Des rapatriements se sont poursuivis au niveau des points frontaliers notamment à la frontière de Belladère/Elias Piña (est) où des femmes séparées de leurs enfants ont été rapatriées par des militaires dominicains début mars 2015.
Entretemps, des organisations haïtiennes et dominicaines se disent préoccupées par rapport à l’éventualité de déportations massives de milliers de migrants/migrantes haïtiens, à l’expiration, à la fin du mois de juin 2015, du programme de régularisation, rapporte dans une note le Groupe d’appui aux rapatriés et refugiés (Garr).
Tous les citoyens haïtiens présents illégalement en République Dominicaine au terme du processus de régularisation des étrangers seront susceptibles d’être expulsés, a confirmé cette semaine Ruben Silié Valdez, ambassadeur dominicain en Haïti.

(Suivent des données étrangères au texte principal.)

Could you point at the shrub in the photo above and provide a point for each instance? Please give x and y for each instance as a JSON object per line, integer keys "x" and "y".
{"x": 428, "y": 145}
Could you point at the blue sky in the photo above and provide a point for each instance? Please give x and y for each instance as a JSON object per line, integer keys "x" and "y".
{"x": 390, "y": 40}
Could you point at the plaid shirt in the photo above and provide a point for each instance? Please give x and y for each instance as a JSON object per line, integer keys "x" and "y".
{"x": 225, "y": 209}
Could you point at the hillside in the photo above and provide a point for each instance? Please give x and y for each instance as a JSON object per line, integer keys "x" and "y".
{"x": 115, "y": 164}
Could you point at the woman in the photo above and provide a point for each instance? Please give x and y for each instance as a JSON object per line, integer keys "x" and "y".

Manque d’information et de mécanismes réalistes
De nombreux migrants/migrantes haïtiens ne sont pas informés-es des démarches à effectuer pour se faire enregistrer, n’ont pas pu obtenir les documents nécessaires et n’ont pas eu accès à des bureaux de proximité, regrettent les organisations.
Cette situation serait due à des manquements dans la mise en place des mécanismes plus réalistes susceptibles de faciliter l’application du plan de régularisation des migrants haïtiens, critiquent-elles.
La majorité de ces migrants sont dans une grande confusion et n’arrivent pas toujours à faire la différence entre régularisation et naturalisation, deux processus complexes qui se déroulent en même temps, reconnaissent-elles.
Ces organisations condamnent la poursuite des déportations qui ont tendance, selon elles, à augmenter depuis le début de l’année 2015, malgré les dispositions du Pnre qui recommande leur arrêt pendant que se déroule le processus d’enregistrement des migrants/migrantes.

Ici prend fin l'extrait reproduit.